Мы провели беглое сравнение с Аристофаном не для того, чтобы сказать, что приемы Гоцци мельче, а для того, чтобы под­черкнуть их иную эстетическую природу. У Гоцци персонажи-пересмешники не обладают идеологическим значением. То, что у Аристофана исполнено тенденциозности, у Гоцци эстетизировано. Для Гоцци драгоценна сиюминутность непосредственной театральной игры.-И хотя немецкий философ и эстетик Фридрих Шлегель \ проницательно заметил, что «комедии Аристофана — это такие iпроизведения искусства, которые можно осмотреть со всех сторон. На драмы Гоцци можно смотреть только с одной точки зрения», — нужно признать, что именно Гоцци обобщил принцип импрови­зационной игры и дал немецким романтикам пищу для новых сценических концепций. Он продемонстрировал, что переход коме­дии дель арте в ранг обветшалых раритетов: треснувших масок, сломанных вееров, смятых лент, выцветших плащей, разорванных кружев, пожухлых страниц старых сценариев, дырявых шляп, развившихся париков, вытертых трико, стоптанных каблуков, зазубренных деревянных шпаг и т. п.— означает не гибель, не смерть ее, не историческую отмену, а новую, иную жизнь — эсте-тизированную, утонченную. Гоцци окружил буффонные маски самой восхитительной из всех иллюзий: идеализмом воспоминаний о невозвратном.

Забавник Труффальдино-Сакки у Гольдони играл скорее прос­така-современника, чем дзанни. У Гоцци Сакки-Труффальдино и его смешные сотоварищи, кивавшие знакомым в партере, подра­жавшие хорошо известным лицам, притаскивавшие на подмостки, где стояли декорации Серендиппа, Китая, Тифлиса и т. п. вещи с витрин венецианских модных лавок с этикетками «от Карлотто» или «от Канциани», выступали как старинные маски.

Живые Сакки и Дзаннони были теми древними дзанни, у кото­рых даже грубость облагораживалась патиной старины. А кра­савица Теодора Риччи, занявшая с 1771 г. положение примадонны в труппе Сакки, становилась вдвое прекраснее оттого, что изобра­жала девушек сказочных «былых времен». Ведь и детям ясно, что все, существовавшее «давным-давно», куда лучше нынешнего.

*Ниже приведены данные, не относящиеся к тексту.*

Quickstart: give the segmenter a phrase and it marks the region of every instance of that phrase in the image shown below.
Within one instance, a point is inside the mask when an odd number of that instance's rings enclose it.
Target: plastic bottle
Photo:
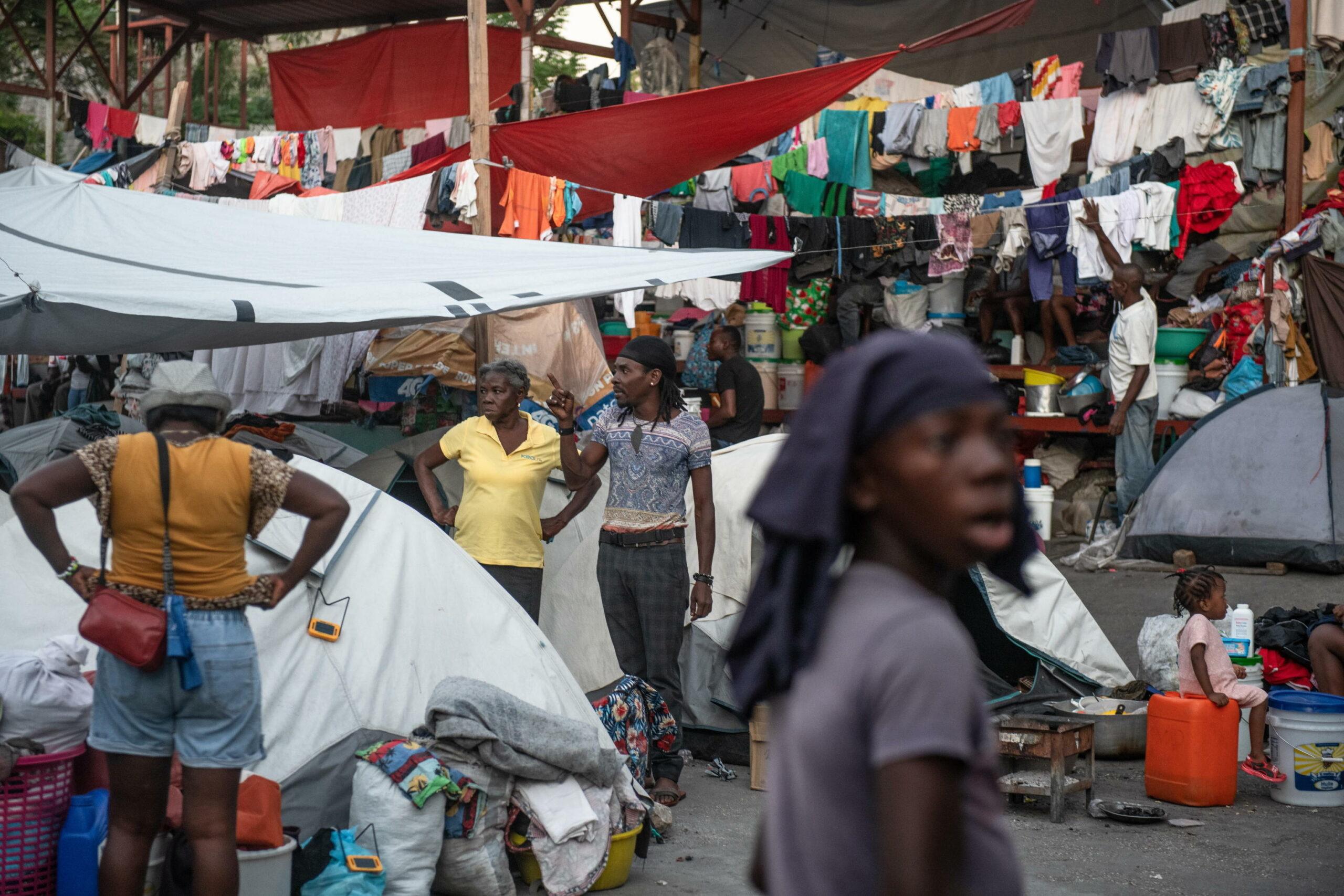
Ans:
[[[1231,611],[1232,618],[1232,638],[1247,642],[1246,656],[1255,656],[1255,613],[1249,604],[1238,603],[1236,609]]]
[[[98,846],[108,838],[108,791],[70,798],[56,845],[56,896],[98,896]]]

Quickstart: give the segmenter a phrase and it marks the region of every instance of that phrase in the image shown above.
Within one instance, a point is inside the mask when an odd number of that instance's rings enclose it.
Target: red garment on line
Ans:
[[[1173,250],[1176,258],[1185,258],[1189,231],[1211,234],[1232,216],[1232,206],[1242,195],[1236,192],[1236,175],[1219,161],[1206,161],[1193,168],[1185,165],[1176,193],[1176,220],[1180,222],[1180,243]]]
[[[130,109],[113,109],[108,106],[108,130],[118,137],[134,137],[136,125],[140,124],[140,113]]]
[[[793,251],[788,219],[751,215],[747,218],[747,226],[751,228],[751,249]],[[742,275],[742,290],[738,293],[738,300],[765,302],[775,314],[782,314],[784,302],[789,297],[789,267],[792,266],[793,258],[790,257],[763,270],[747,271]]]

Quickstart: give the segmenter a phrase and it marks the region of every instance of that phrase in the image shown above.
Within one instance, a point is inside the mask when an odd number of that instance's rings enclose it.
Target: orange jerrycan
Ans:
[[[1148,795],[1181,806],[1231,806],[1239,721],[1235,700],[1219,708],[1204,695],[1154,695],[1144,760]]]

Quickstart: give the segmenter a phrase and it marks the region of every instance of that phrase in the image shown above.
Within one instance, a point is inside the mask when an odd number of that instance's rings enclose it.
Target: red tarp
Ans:
[[[491,107],[509,105],[521,32],[489,28]],[[267,56],[276,126],[423,128],[468,110],[466,23],[430,21]]]
[[[638,103],[607,106],[491,128],[491,159],[630,196],[653,196],[778,137],[845,95],[898,52],[931,50],[962,38],[1015,28],[1036,0],[1020,0],[892,52],[835,66],[790,71]],[[458,146],[398,175],[403,180],[470,157]],[[507,172],[491,171],[491,192],[504,195]],[[606,193],[581,191],[583,215],[612,208]],[[497,210],[492,210],[496,215]],[[493,230],[492,230],[493,232]]]

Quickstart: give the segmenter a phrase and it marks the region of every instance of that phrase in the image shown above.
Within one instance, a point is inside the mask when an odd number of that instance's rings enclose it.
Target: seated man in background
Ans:
[[[761,415],[765,411],[765,388],[761,373],[742,357],[742,330],[720,326],[710,336],[707,353],[719,363],[714,388],[719,406],[710,410],[706,420],[714,447],[726,447],[761,435]]]

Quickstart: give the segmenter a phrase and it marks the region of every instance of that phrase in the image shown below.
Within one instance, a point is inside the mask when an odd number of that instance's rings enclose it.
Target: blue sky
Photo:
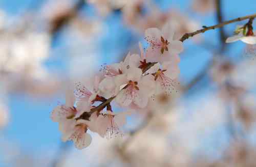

Когда комедию дель арте реформировал Гольдони, она ощу^ щалась как устаревшее явление современной сцены, ставшее ложным театральным направлением. Когда же ее взялся реставри­ровать Гоцци, комедия дель арте показалась утраченным раем подлинного театра, его потерянной обетованной землей, его древ­ним святилищем. Правда, не сразу.

Венецианские зрители, оставленные Гольдони, недолго увле­кались и фьябами волшебника-графа. Лишь пять сезонов феери­ческие выдумки Гоцци тешили и забавляли их в полную силу. Затем они стали позевывать и на них. В 1770-е гг. титулованный победитель эмигрировавшего адвоката-драматурга сам стал пи­сать по заказам авантюрные и чувствительные трагикомедии. Гоцци сочинил 23 такие пьесы и перевел с испанского множество похожих на них. Он тоже сделался драматургом-поденщиком, что оказалось неизбежным, раз он связался с постоянной труппой, которая, естественно, нуждалась в репертуаре. Новый период творчества Гоцци пришелся на упадок антрепризы Сакки, на сни­жение мастерства постаревшего капокомико. Дурно сказался на качестве пьес Гоцци «второй манеры» и его драматургический дилетантизм. Так что пьесы Гоцци 1770-х гг. не пережили своего времени, а фьябы 1760-х передали эстафету комедии дель арте европейским романтикам.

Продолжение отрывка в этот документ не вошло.